Efenime söyliim son olarak yine benim seçme şansını elde ettiğim Stonehearts Asylum filmini izledik. Başından sonu tahmin edilebilir gibi gelişen ancak şaşırtan bir akıl hastanesi filmi. Edgar Allen Poe hikayelerinin bir uyarlaması ve kesinlikle zaman kaybı değil. Yine de daha güzel çekilebilirdi diye düşünüyorum. Kitabı eminim/elbette çoooook daha iyidir. Ayrıca bu filmi izlerken karidesli çin pilavı ısmarlamış olduğunu sandığım kocam köşedeki pideciden lahmacun söylemiş olmasa daha iyi olabilirdi. Netçede ne izlediğin kadar izlerken ne yediğin de önemli. Aman karnımız doydu ya neyse..

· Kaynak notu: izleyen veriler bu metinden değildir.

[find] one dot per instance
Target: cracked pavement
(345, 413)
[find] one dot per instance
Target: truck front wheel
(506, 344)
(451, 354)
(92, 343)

Böyle yani. Daha uzun ve daha sık yazmak isterim ama öyle meşgulüm ki anlayamazsınız. Depresyondayım, dişlerim çürük, boynum düzleşmiş, kilo aldım, annemin menopoza girdiği yaştayım ve daha neleeeer neler. Bir yanda kocasıyla gül gibi geçinen, çocuklarına mis gibi bakan, tencere tencere yemek pişirip kocası eve gelmeden rujunu süren ince belli arkadaşlarım var. Diğer yanda aynı yaşlarda olmamıza rağmen, evliliği tercih etmemiş, bekar, çocuksuz, hayatın tadını çıkaran hovarda arkadaşlarım. Bi de sen ve ben işte. Şimdi bi de sevgililer günü falan. Kırmızı güller, kalpli balonlar, ayıcıklar, fönlü saçlar, pullu, payetli kezbancıklar. Hayır gaza gelip bıyıklarımı aldırıp manikür yaptırıcam diye korkuyorum. Anlıyor musun?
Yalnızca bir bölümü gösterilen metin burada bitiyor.